Havia sempre uma falta perspicaz. Alguma coisa deliberada. Um dolo quase sutil. Mas, nada disso desviava o curso ferino da necessidade. Repoltreavam-se como nubentes provincianas desesperadas a quem o tempo já desistiu de dar-lhes chance alguma. Escorriam as catadupas por suas sensações, com pezinhos nervosos termendo em cada centímetro, as vezes imiscuindo-se em buracos e buraquinhos, uns mais sorumbáticos, outros mais eróticos. Não raro mordiscavam, provocando arrepios tépidos, ou sofrimento atroz. Certos dias, os dois. Então, observavam, me parecia, sinceramente:
- Você não é especial. Não, não, não. É, somente, carne. Das boas, admitimos.
Sozinha, as coisas pioravam. Não existia outra maneira. Acompanhada, dividia, pelo menos, a angustia. Mordidinhas saltavam para a companhia, que se coçava, primeiro, e depois exaltava-se. "Mas, o quê?!" Fugia, correndo, apavorada, dando-se palmadas, espalhando todos que sofressem os pespegues das palmas assustadiças. E eles alvoroçavam em corridinhas miúdas, pra lá e pra cá, como espasmos crônicos e auto-suficientes. Para depois voltarem-me, mesmo que minha careta infeliz pedisse mais trégua. "Um pouco mais, só um pouco mais, por favor." Lamentações nunca os distraíram. Apiedar-lhes? Uma risada gorda era a resposta.
Quando a resignação foi, enfim, a mais importante atitude, dei-me por satisfeita. Isso aliviou o fardo. Bastava-me, quem diria, admitir que sua determinação não encontrava coisa que fosse mais férrea. Um atributo invejável, hoje sei. Passo horas sentada em frente ao nada, vislumbrando quantas picadas, quantas chafurdadas, quantos dentinhos, bem pequenininhos, miudinhos mesmos, conseguirei contar. Já se foram centenas de milhares.

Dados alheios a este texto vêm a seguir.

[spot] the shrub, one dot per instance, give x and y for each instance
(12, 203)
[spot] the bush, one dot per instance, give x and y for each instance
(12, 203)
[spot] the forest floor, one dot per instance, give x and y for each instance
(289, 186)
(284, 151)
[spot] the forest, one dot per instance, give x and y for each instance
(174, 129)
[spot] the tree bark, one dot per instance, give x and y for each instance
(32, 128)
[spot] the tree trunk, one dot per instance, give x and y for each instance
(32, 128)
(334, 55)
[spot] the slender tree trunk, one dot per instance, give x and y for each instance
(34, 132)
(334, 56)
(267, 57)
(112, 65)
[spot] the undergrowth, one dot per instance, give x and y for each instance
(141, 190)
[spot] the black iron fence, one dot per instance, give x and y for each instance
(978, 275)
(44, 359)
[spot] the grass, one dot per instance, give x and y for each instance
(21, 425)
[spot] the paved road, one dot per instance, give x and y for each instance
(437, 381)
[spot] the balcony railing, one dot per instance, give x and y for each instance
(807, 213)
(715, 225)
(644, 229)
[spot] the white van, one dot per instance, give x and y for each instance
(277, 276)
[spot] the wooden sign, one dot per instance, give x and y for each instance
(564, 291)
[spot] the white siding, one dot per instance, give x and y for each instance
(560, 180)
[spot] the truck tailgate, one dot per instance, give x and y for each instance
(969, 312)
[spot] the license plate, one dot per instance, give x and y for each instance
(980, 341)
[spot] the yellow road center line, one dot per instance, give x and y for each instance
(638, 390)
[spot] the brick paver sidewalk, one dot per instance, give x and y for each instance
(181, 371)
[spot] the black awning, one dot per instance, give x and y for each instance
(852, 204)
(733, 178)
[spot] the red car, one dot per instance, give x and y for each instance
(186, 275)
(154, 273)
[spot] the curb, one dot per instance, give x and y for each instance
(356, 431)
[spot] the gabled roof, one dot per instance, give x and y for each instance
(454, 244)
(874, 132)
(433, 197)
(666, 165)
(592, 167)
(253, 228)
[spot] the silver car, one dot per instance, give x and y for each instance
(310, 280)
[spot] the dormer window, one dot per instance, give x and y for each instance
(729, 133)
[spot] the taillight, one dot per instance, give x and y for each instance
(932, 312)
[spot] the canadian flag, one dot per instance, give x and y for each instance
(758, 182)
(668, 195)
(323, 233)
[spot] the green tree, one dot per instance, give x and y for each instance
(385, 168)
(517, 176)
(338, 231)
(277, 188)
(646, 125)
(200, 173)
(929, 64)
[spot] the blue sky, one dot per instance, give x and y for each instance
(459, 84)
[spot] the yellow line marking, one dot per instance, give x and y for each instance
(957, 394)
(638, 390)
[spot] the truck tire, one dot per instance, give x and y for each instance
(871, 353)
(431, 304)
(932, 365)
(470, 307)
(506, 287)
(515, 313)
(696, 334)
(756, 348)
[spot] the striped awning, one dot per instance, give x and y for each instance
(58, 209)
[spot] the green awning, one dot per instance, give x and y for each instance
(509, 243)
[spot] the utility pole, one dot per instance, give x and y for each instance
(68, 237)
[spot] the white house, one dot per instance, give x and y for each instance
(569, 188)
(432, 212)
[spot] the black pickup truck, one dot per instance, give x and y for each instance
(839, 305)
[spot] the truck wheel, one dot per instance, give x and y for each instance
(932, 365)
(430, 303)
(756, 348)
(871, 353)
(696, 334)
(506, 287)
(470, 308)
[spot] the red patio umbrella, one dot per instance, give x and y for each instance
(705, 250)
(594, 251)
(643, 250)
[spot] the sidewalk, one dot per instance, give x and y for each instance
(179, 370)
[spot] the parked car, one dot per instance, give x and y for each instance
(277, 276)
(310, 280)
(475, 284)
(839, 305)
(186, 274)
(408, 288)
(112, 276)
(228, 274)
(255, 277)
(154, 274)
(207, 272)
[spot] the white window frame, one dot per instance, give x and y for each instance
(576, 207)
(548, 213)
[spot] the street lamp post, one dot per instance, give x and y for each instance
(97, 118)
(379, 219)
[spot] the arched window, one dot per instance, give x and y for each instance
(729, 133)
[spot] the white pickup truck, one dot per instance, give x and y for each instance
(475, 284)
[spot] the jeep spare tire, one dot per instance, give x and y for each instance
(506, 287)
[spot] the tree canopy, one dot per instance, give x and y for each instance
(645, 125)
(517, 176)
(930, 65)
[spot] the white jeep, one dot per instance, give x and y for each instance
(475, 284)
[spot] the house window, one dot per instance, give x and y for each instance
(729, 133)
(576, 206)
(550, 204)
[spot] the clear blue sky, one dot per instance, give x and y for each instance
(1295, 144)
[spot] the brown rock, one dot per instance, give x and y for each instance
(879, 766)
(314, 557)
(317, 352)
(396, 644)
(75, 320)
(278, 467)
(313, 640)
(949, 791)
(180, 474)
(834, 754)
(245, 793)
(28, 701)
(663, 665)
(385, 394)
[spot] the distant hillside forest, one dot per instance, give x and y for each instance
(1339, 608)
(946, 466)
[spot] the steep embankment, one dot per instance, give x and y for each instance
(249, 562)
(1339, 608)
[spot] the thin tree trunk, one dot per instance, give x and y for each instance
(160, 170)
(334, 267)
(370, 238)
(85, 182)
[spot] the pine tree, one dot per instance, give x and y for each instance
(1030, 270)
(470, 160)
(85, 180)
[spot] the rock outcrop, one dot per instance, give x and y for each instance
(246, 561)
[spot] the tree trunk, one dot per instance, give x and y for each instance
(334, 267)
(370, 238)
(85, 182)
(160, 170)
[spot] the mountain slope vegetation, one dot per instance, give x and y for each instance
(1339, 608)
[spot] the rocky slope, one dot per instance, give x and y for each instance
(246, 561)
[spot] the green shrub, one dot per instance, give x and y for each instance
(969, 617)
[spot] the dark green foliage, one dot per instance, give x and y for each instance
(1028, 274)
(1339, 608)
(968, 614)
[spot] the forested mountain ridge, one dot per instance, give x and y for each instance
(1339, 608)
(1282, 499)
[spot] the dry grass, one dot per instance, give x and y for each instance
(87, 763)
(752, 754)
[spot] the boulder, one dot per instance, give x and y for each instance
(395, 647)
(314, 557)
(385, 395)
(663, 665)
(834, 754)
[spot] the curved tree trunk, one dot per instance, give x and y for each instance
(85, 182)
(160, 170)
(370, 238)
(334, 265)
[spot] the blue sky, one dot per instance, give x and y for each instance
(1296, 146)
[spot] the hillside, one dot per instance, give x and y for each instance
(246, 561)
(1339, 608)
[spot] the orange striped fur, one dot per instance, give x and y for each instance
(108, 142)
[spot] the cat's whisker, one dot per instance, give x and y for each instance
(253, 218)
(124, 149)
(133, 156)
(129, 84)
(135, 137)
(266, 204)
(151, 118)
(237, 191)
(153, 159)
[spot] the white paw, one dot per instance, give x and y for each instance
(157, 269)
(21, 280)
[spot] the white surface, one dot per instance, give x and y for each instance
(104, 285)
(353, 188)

Tenho uma biblioteca de cadernos cheios de números. Será que o infinito destes estará na ininterrupta vontade deles também?
A porta recebe umas pancadas. Assanham-se, os danadinhos. Cada toc, toc os atinge com uma sofreguidão inspiradora. Me pergunto: eu não era só carne? Ali, atrás da porta também é, ora bolas.